Devemos lembrar, sempre e constantemente, os bem-feitos e malfeitos da humanidade. Não é bom, nada bom, que a Justiça morra, não se fazendo presente ou célere, e que tanto os carrascos quantos os mártires sejam julgados pela Justiça e pela História. De modo que vale muito lembrar um pouco da história de Dona Lyda:
Em 1980, quando o Brasil clamava por uma abertura política, a OAB participava ativamente na luta pela defesa do Estado Democrático de Direito. Bons tempos aqueles. Em 27 de agosto chegou à entidade uma carta com explosivos endereçada ao então presidente, Eduardo Seabra Fagundes, que atuava também como delegado do Conselho de Defesa dos Direitos da Pessoa Humana. Seabra realizava uma campanha pública para identificar agentes dos serviços de segurança suspeitos de sequestrar e torturar o jurista Dalmo de Abreu Dallari, aliás, por coincidência, meu colega bolsista em duas summer schools na Universidade de Harvard, nos anos 60.
Lyda Monteiro da Silva, então secretária da presidência, foi quem abriu a carta.
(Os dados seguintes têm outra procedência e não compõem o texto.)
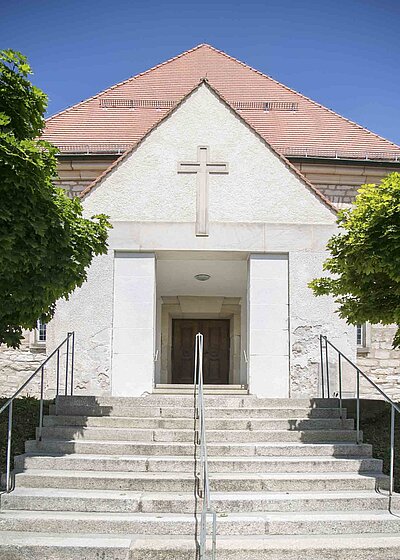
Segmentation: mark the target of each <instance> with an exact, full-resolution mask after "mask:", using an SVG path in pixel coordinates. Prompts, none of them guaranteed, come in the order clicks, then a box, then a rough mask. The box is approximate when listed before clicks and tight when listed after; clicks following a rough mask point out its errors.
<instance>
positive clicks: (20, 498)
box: [1, 493, 388, 513]
mask: <svg viewBox="0 0 400 560" xmlns="http://www.w3.org/2000/svg"><path fill="white" fill-rule="evenodd" d="M1 504H2V509H3V510H5V511H7V510H10V509H11V510H24V509H25V510H30V511H84V512H110V513H137V512H139V511H140V512H143V513H193V512H194V511H195V502H194V500H193V499H192V497H188V498H186V499H172V498H171V499H170V500H168V499H159V498H157V499H153V498H151V497H149V498H146V499H140V498H137V499H126V498H121V499H105V498H86V497H85V498H67V497H57V498H48V497H46V498H42V497H38V496H29V497H26V496H13V494H12V493H11V494H9V495H7V496H3V497H2V501H1ZM213 505H214V507H215V510H216V511H223V512H226V513H235V512H238V511H240V512H241V513H251V512H271V513H273V512H299V511H304V512H310V511H321V512H322V511H362V510H367V509H371V510H382V511H384V510H387V507H388V501H387V499H385V498H383V497H376V498H365V499H362V498H355V499H350V498H349V499H343V498H338V499H334V498H332V497H327V498H326V499H324V500H313V499H304V500H298V499H297V500H292V499H290V497H288V499H287V500H273V499H270V500H268V499H267V498H265V499H238V500H234V499H229V500H223V499H222V500H220V499H216V498H215V497H214V498H213Z"/></svg>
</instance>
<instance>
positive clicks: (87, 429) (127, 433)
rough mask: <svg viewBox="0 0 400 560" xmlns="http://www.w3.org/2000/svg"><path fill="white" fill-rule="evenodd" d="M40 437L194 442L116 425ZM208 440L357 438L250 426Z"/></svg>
mask: <svg viewBox="0 0 400 560" xmlns="http://www.w3.org/2000/svg"><path fill="white" fill-rule="evenodd" d="M42 438H43V439H44V440H45V439H65V440H72V439H74V440H79V439H87V440H90V441H104V440H110V441H140V442H145V441H155V442H162V441H170V442H193V441H194V432H193V431H192V430H162V429H159V430H151V429H149V430H139V429H134V428H133V429H128V428H126V429H123V430H122V429H118V428H114V429H113V428H110V429H107V428H86V429H80V428H79V427H77V428H64V427H52V428H43V430H42ZM207 441H208V442H210V443H211V442H223V441H229V442H236V443H240V442H242V443H247V442H261V441H273V442H285V441H296V442H304V443H309V442H336V441H351V442H355V441H356V433H355V431H353V430H334V429H333V430H305V431H295V430H293V431H290V430H286V431H285V430H282V431H280V430H276V431H267V430H265V431H263V430H259V431H250V430H237V431H236V430H215V431H212V430H209V431H208V432H207Z"/></svg>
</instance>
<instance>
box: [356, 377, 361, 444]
mask: <svg viewBox="0 0 400 560" xmlns="http://www.w3.org/2000/svg"><path fill="white" fill-rule="evenodd" d="M356 424H357V443H358V444H360V443H361V438H360V370H359V369H358V368H357V407H356Z"/></svg>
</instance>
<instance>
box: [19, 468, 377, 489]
mask: <svg viewBox="0 0 400 560" xmlns="http://www.w3.org/2000/svg"><path fill="white" fill-rule="evenodd" d="M16 479H17V485H18V486H19V487H25V488H27V487H28V488H42V487H46V488H74V489H78V488H81V489H92V490H133V491H143V492H146V491H147V492H193V491H194V488H195V483H194V481H193V480H180V479H170V480H165V479H153V480H149V479H144V480H143V479H140V478H138V479H136V478H133V477H132V478H129V479H126V478H123V479H121V478H118V477H115V478H114V479H110V478H99V477H96V478H89V477H73V478H70V477H68V478H63V477H52V476H51V475H49V476H46V477H36V476H34V475H32V474H29V473H24V474H22V475H18V474H17V476H16ZM210 487H211V490H212V491H214V492H267V491H271V492H289V491H292V492H295V491H300V492H308V491H312V490H315V491H325V490H326V491H335V490H336V491H341V490H372V489H373V488H375V480H374V479H372V478H367V477H365V478H364V477H360V478H354V479H351V480H341V479H335V478H333V477H332V478H331V479H314V480H308V479H296V480H293V479H283V480H282V479H281V480H273V479H269V480H268V479H264V480H262V479H257V478H254V479H241V480H234V479H226V480H225V479H211V480H210Z"/></svg>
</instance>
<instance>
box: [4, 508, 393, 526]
mask: <svg viewBox="0 0 400 560" xmlns="http://www.w3.org/2000/svg"><path fill="white" fill-rule="evenodd" d="M199 515H200V514H198V516H199ZM11 517H14V518H15V517H18V518H24V519H37V520H40V519H47V518H51V519H52V520H54V519H58V520H69V519H74V520H76V519H77V518H79V519H80V520H82V521H84V520H85V519H90V520H96V519H99V520H101V519H103V520H104V519H105V520H107V519H109V520H114V521H118V520H121V521H126V520H128V521H129V520H135V519H139V520H143V521H158V520H160V521H162V520H171V521H176V522H178V521H188V520H193V521H194V517H195V516H194V514H193V513H166V512H164V513H147V512H146V513H144V512H129V513H121V512H87V511H77V512H76V511H30V510H11V509H10V510H7V511H4V512H1V513H0V522H1V520H2V519H7V518H11ZM217 517H218V523H232V522H234V521H236V520H237V521H245V520H246V519H249V520H250V521H254V520H255V519H260V520H263V521H269V520H271V521H274V520H278V521H292V522H293V521H299V522H307V521H320V520H321V521H339V522H340V521H352V522H356V521H364V522H368V521H369V520H371V521H372V520H374V521H396V522H397V523H399V524H400V517H398V516H396V515H393V514H391V513H389V512H388V511H382V510H376V511H364V512H362V511H356V512H340V511H327V512H325V511H318V512H309V513H307V512H246V513H240V512H233V513H225V512H217Z"/></svg>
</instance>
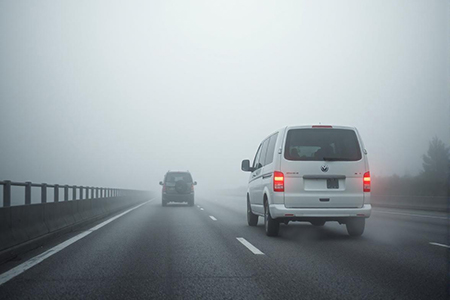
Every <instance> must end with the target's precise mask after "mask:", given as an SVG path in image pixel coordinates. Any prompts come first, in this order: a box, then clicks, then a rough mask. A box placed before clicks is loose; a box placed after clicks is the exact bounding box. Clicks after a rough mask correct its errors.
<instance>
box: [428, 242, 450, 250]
mask: <svg viewBox="0 0 450 300" xmlns="http://www.w3.org/2000/svg"><path fill="white" fill-rule="evenodd" d="M430 245H435V246H440V247H444V248H448V249H450V246H449V245H444V244H439V243H434V242H430Z"/></svg>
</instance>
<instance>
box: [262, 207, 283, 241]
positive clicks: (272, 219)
mask: <svg viewBox="0 0 450 300" xmlns="http://www.w3.org/2000/svg"><path fill="white" fill-rule="evenodd" d="M264 228H265V230H266V235H267V236H278V232H279V231H280V222H278V221H277V220H275V219H272V217H271V215H270V210H269V204H268V203H267V200H265V201H264Z"/></svg>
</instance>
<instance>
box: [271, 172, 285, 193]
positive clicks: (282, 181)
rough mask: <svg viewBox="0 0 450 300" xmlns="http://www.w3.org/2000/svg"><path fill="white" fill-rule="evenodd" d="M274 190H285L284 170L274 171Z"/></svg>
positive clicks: (278, 190)
mask: <svg viewBox="0 0 450 300" xmlns="http://www.w3.org/2000/svg"><path fill="white" fill-rule="evenodd" d="M273 191H274V192H284V175H283V173H282V172H278V171H275V172H273Z"/></svg>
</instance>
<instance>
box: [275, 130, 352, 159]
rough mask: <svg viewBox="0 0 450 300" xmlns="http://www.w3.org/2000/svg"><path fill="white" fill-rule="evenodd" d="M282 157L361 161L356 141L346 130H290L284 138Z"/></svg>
mask: <svg viewBox="0 0 450 300" xmlns="http://www.w3.org/2000/svg"><path fill="white" fill-rule="evenodd" d="M284 157H285V158H286V159H288V160H309V161H311V160H314V161H320V160H343V161H356V160H360V159H361V150H360V147H359V143H358V139H357V137H356V134H355V132H354V131H353V130H347V129H292V130H289V132H288V134H287V137H286V147H285V149H284Z"/></svg>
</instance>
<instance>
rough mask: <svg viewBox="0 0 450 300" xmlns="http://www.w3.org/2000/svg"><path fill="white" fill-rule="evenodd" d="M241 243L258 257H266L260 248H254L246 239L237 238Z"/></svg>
mask: <svg viewBox="0 0 450 300" xmlns="http://www.w3.org/2000/svg"><path fill="white" fill-rule="evenodd" d="M236 239H237V240H238V241H239V242H241V243H242V245H244V246H245V247H247V248H248V250H250V251H252V252H253V254H256V255H264V253H262V252H261V250H259V249H258V248H256V247H255V246H253V245H252V244H250V242H248V241H247V240H246V239H244V238H236Z"/></svg>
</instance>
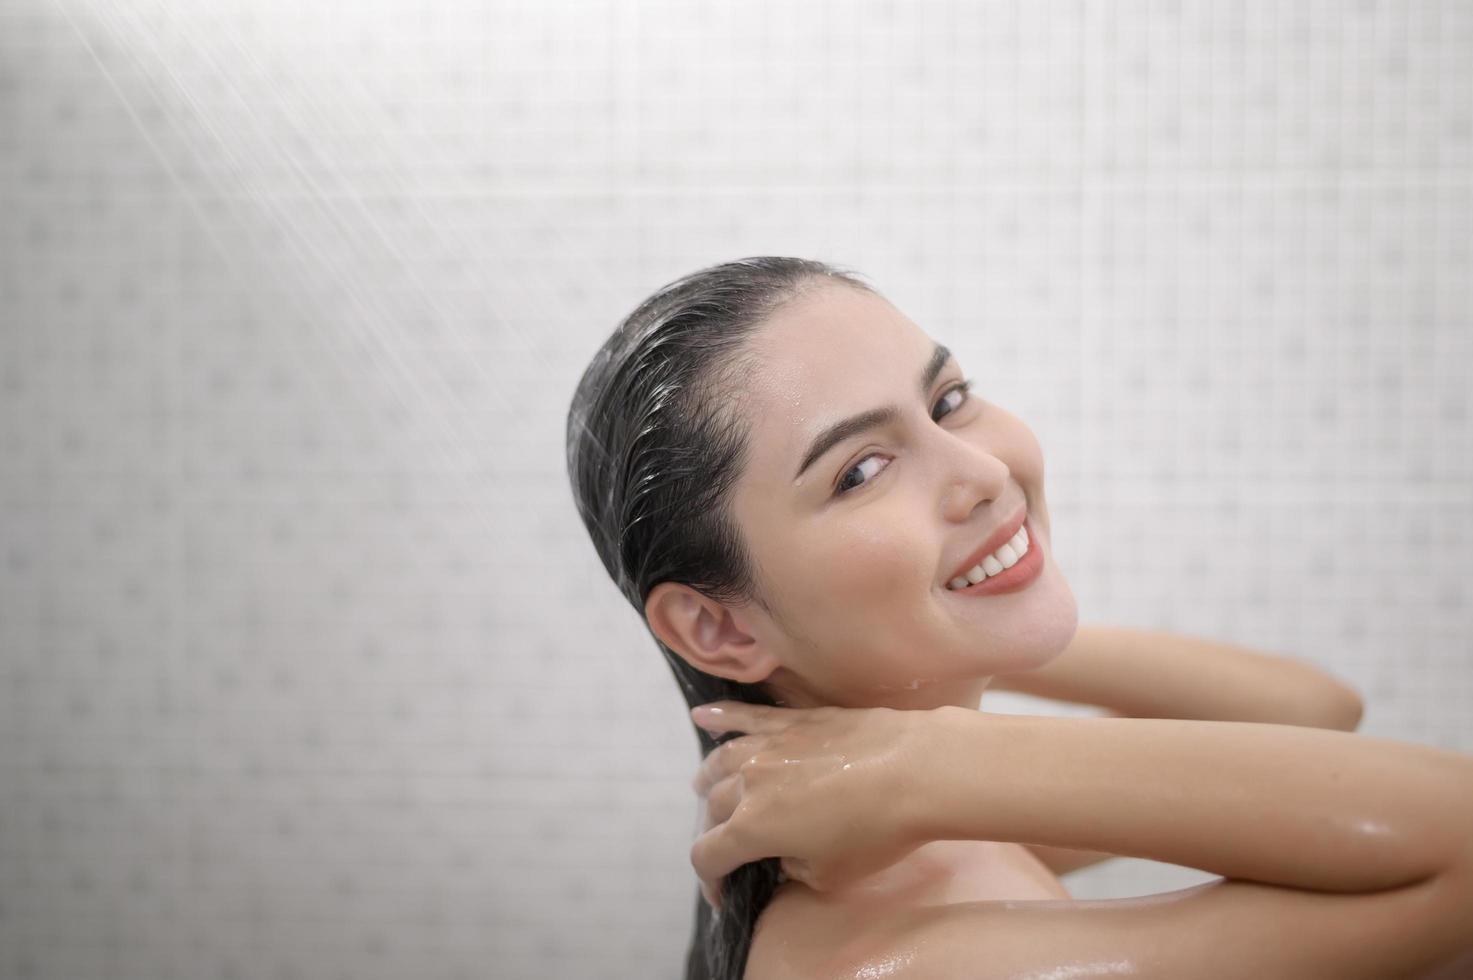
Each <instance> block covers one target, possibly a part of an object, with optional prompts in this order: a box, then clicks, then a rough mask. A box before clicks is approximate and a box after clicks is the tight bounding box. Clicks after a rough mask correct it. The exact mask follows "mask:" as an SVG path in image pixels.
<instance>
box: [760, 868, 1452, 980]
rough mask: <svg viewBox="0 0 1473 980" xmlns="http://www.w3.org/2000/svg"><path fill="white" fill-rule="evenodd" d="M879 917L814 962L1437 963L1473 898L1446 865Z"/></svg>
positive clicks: (1446, 965) (827, 970)
mask: <svg viewBox="0 0 1473 980" xmlns="http://www.w3.org/2000/svg"><path fill="white" fill-rule="evenodd" d="M876 925H878V927H871V928H866V930H856V931H854V933H851V934H850V937H848V940H847V942H843V940H841V942H840V946H838V948H835V951H834V952H832V953H829V955H828V956H823V958H818V959H810V961H809V964H812V965H813V967H818V971H815V973H810V974H809V976H812V977H822V979H823V980H853V979H854V977H865V976H885V977H897V979H899V977H916V979H919V977H960V976H966V977H975V979H977V980H985V979H988V977H1018V976H1034V974H1037V973H1038V971H1041V970H1047V968H1058V967H1061V965H1065V964H1086V962H1087V964H1094V965H1096V967H1097V970H1099V971H1105V973H1121V974H1130V976H1133V977H1140V979H1142V980H1147V979H1159V980H1165V979H1168V977H1195V979H1202V980H1249V979H1252V980H1265V979H1267V980H1274V979H1283V980H1289V979H1298V977H1337V979H1343V980H1385V979H1386V977H1429V976H1438V977H1441V976H1444V974H1441V973H1438V974H1432V971H1433V970H1436V968H1439V967H1441V968H1446V967H1448V964H1451V962H1454V961H1458V962H1464V961H1461V959H1458V956H1464V955H1467V953H1469V949H1470V946H1473V902H1470V892H1469V884H1467V883H1466V881H1458V880H1454V878H1448V877H1433V878H1429V880H1426V881H1418V883H1416V884H1408V886H1405V887H1398V889H1388V890H1385V892H1373V893H1327V892H1307V890H1298V889H1284V887H1277V886H1270V884H1261V883H1254V881H1242V880H1228V878H1217V880H1214V881H1208V883H1205V884H1198V886H1193V887H1190V889H1181V890H1177V892H1165V893H1159V895H1149V896H1139V897H1128V899H1099V900H1062V899H1061V900H987V902H957V903H950V905H937V906H925V908H903V909H896V911H894V912H893V914H891V915H890V917H888V918H887V921H884V923H879V924H876ZM750 976H753V980H787V979H788V977H790V976H797V974H784V973H776V974H772V976H770V977H769V976H767V974H750Z"/></svg>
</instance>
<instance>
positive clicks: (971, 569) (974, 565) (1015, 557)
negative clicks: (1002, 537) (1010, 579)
mask: <svg viewBox="0 0 1473 980" xmlns="http://www.w3.org/2000/svg"><path fill="white" fill-rule="evenodd" d="M1025 554H1028V528H1027V526H1021V528H1018V533H1015V535H1013V536H1012V539H1010V541H1009V542H1008V544H1005V545H1003V547H1000V548H997V551H993V553H991V554H990V556H987V557H985V559H982V563H981V564H974V566H972V567H971V569H968V570H966V575H959V576H956V578H955V579H952V581H950V582H947V587H949V588H966V587H968V585H977V584H978V582H981V581H982V579H985V578H991V576H993V575H999V573H1002V572H1005V570H1008V569H1010V567H1012V566H1015V564H1018V560H1019V559H1021V557H1022V556H1025Z"/></svg>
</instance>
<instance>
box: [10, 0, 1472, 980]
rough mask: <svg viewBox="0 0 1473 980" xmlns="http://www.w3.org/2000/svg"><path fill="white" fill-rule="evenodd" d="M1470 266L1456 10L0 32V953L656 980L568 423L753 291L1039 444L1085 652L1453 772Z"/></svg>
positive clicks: (1379, 5) (1156, 8) (680, 847)
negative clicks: (679, 279) (620, 359)
mask: <svg viewBox="0 0 1473 980" xmlns="http://www.w3.org/2000/svg"><path fill="white" fill-rule="evenodd" d="M1470 242H1473V4H1470V3H1469V1H1467V0H1421V1H1402V0H1398V1H1380V3H1346V1H1340V0H1318V1H1305V3H1276V1H1270V0H1261V1H1252V3H1248V1H1223V0H1211V1H1209V0H1200V1H1193V3H1187V1H1153V3H1145V1H1143V3H1100V1H1081V3H1047V1H1044V3H1033V1H1025V0H1006V1H991V3H981V1H978V0H947V1H935V3H909V4H903V3H888V1H878V0H871V1H865V3H843V1H840V0H829V1H825V3H787V1H779V0H759V1H753V0H742V1H739V3H734V1H722V3H710V1H706V0H701V1H695V3H691V1H686V0H666V1H664V3H653V1H650V3H632V1H625V0H605V1H601V3H595V1H588V3H585V1H573V0H561V1H557V0H549V1H544V0H520V1H517V3H510V1H499V3H483V4H473V3H455V4H440V6H437V7H436V9H435V10H426V9H421V7H420V6H418V4H401V3H389V1H387V0H377V1H371V3H354V4H298V3H295V1H293V3H275V4H267V3H262V1H261V0H240V1H237V3H233V4H227V3H206V4H162V3H115V1H112V3H110V1H106V0H55V1H41V0H0V256H3V258H0V507H3V510H0V977H4V979H10V977H15V979H37V980H40V979H53V980H90V979H109V980H112V979H130V980H134V979H136V980H231V979H242V980H245V979H256V977H262V979H271V980H290V979H296V977H300V979H312V980H315V979H320V977H327V979H336V977H352V979H354V980H364V979H368V977H384V979H389V977H423V979H430V977H445V979H451V977H477V979H480V977H498V979H501V977H508V979H511V977H516V979H523V977H526V979H532V977H619V979H623V977H630V979H633V977H641V979H644V977H676V976H678V973H679V967H681V962H679V959H681V955H682V952H683V949H685V943H686V939H688V936H689V924H691V912H692V900H694V895H695V883H694V878H692V875H691V871H689V867H688V864H686V855H688V847H689V841H691V839H692V836H694V834H692V824H694V818H695V802H694V799H692V796H691V793H689V788H688V780H689V775H691V772H692V768H694V765H695V753H697V743H695V738H694V734H692V732H691V729H689V725H688V721H686V718H685V713H683V701H681V699H679V696H678V693H676V688H675V684H673V681H672V679H670V676H669V673H667V671H666V668H664V665H663V662H661V660H660V659H658V656H657V651H655V648H654V645H653V643H651V641H650V638H648V635H647V634H645V632H644V628H642V626H641V623H639V620H638V619H636V616H635V615H633V612H632V610H630V609H627V607H626V606H625V604H623V603H622V600H620V598H619V597H617V594H616V591H614V588H613V585H611V584H608V581H607V579H605V578H604V573H602V569H601V567H600V566H598V561H597V559H595V556H594V551H592V547H591V545H589V542H588V541H586V538H585V535H583V529H582V526H580V525H579V522H577V519H576V514H574V511H573V507H572V495H570V492H569V488H567V480H566V476H564V472H563V445H561V435H563V419H564V413H566V410H567V402H569V398H570V393H572V388H573V383H574V382H576V379H577V376H579V373H580V371H582V368H583V365H585V364H586V361H588V358H589V357H591V354H592V352H594V349H595V348H597V346H598V343H600V342H601V340H602V337H604V336H605V335H607V333H608V332H610V330H611V329H613V326H614V324H616V321H617V320H619V318H620V317H622V315H623V314H625V312H626V311H627V309H629V308H632V307H633V305H635V304H636V302H638V301H639V299H641V298H642V296H645V295H647V293H648V292H651V290H653V289H654V287H657V286H658V284H661V283H664V281H667V280H670V279H673V277H676V276H679V274H683V273H688V271H692V270H695V268H698V267H701V265H706V264H710V262H716V261H722V259H729V258H738V256H742V255H757V253H784V255H804V256H813V258H822V259H829V261H835V262H840V264H846V265H850V267H854V268H859V270H860V271H863V273H866V274H868V276H869V277H871V279H872V280H873V281H875V283H876V284H878V286H879V287H881V289H882V290H884V292H885V293H887V295H888V296H890V298H891V299H893V301H894V302H896V304H897V305H899V307H900V308H901V309H904V311H906V312H907V314H909V315H910V317H912V318H915V320H916V321H918V323H921V324H922V326H924V327H925V329H927V330H928V332H929V333H932V336H935V337H938V339H944V340H946V342H947V343H950V345H952V346H953V348H955V349H956V351H957V352H959V355H960V358H962V363H963V365H965V367H966V368H968V373H969V374H971V376H975V377H977V379H978V383H980V386H981V389H982V391H984V392H985V393H987V398H988V399H991V401H996V402H999V404H1003V405H1006V407H1008V408H1009V410H1012V411H1015V413H1016V414H1019V416H1021V417H1024V419H1025V420H1027V421H1028V423H1030V424H1031V426H1033V427H1034V430H1036V432H1037V435H1038V438H1040V441H1041V442H1043V447H1044V451H1046V457H1047V460H1049V480H1050V483H1049V501H1050V508H1052V513H1053V519H1055V539H1056V554H1058V559H1059V561H1061V564H1062V566H1064V567H1065V569H1066V573H1068V576H1069V579H1071V582H1072V585H1074V589H1075V594H1077V595H1078V597H1080V601H1081V617H1083V619H1084V620H1111V622H1118V623H1134V625H1145V626H1158V628H1177V629H1183V631H1190V632H1199V634H1203V635H1214V637H1220V638H1224V640H1231V641H1236V643H1243V644H1248V645H1255V647H1261V648H1270V650H1276V651H1282V653H1289V654H1293V656H1299V657H1304V659H1308V660H1311V662H1314V663H1317V665H1321V666H1324V668H1326V669H1329V671H1332V672H1333V673H1336V675H1337V676H1342V678H1345V679H1346V681H1349V682H1352V684H1355V685H1357V687H1360V688H1361V690H1363V691H1364V694H1365V699H1367V703H1368V713H1367V718H1365V724H1364V725H1363V731H1365V732H1370V734H1376V735H1388V737H1395V738H1401V740H1407V741H1417V743H1424V744H1435V746H1444V747H1451V749H1458V750H1463V752H1473V721H1470V719H1473V613H1470V603H1469V585H1467V581H1469V575H1470V572H1473V567H1470V559H1469V556H1470V545H1473V423H1470V417H1469V413H1470V396H1469V391H1470V376H1473V358H1470V354H1473V286H1470V283H1473V246H1470ZM1127 548H1128V551H1127ZM1127 556H1128V557H1127ZM1009 699H1012V703H1013V706H1015V707H1018V709H1019V710H1043V712H1062V713H1068V712H1069V710H1071V709H1069V707H1066V706H1056V704H1052V703H1037V701H1036V703H1030V700H1028V699H1022V696H1002V699H1000V701H999V707H1005V706H1006V704H1008V700H1009ZM1202 877H1203V875H1200V872H1195V871H1189V869H1180V868H1170V867H1165V865H1153V864H1149V862H1139V861H1122V862H1117V864H1114V865H1108V867H1105V868H1100V869H1093V871H1087V872H1083V874H1081V875H1078V877H1077V878H1074V880H1072V884H1071V887H1074V890H1075V893H1077V895H1080V896H1114V895H1131V893H1140V892H1149V890H1155V889H1158V887H1175V886H1178V884H1184V883H1192V881H1196V880H1202Z"/></svg>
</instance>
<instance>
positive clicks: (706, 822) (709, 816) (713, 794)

A explosão lhe decepou o braço, além de outras mutilações, e provocou a morte tão logo foi hospitalizada. Lyda, que trabalhou por mais de 40 anos na Ordem dos Advogados do Brasil, tendo ocupado também o cargo de Diretora do Conselho Federal da OAB, simbolizou a luta da OAB pela democracia. Sua morte fez crescer a autoridade da OAB na luta pela retomada do processo democrático. Seu enterro, acompanhado por mais de cinco mil pessoas, transformou-se numa manifestação política de vulto. O dia de sua morte, 27 de agosto, tornou-se o Dia Nacional de Luto dos Advogados.
Como disse, e muito bem, o Dr. Sergio Murilo Diniz Braga, presidente da CAA-MG: "esta comenda é dedicada a personalidades que lutaram pela democracia e a justiça social”.
Dona Lyda, mártir da redemocratização, é, pois, um ícone na luta da sociedade contra todas as formas de opressão, inclusive contra o silêncio dos que se calam diante delas ou, pior ainda, as apoiam.
De modo que recebo esta homenagem com o merecimento dos que militaram e militam nesta luta, infelizmente às vezes rediviva, mas sempre encontrando nos resistentes o canto altissonante da liberdade e a certeza da justiça social sempre almejada. 
A Liberdade pode e deve ser também considerada uma questão estética. Não existe beleza na miséria. Todo belo é livre. Como a Liberdade, a Beleza é indizível e somente reconhecida quando vivida. Não há arte injusta nem Justiça sem arte.
Esta Comenda, em homenagem à Dona Lyda Monteiro da Silva, tem a beleza da arte porque é justa e canta em alta voz a Liberdade da paz social.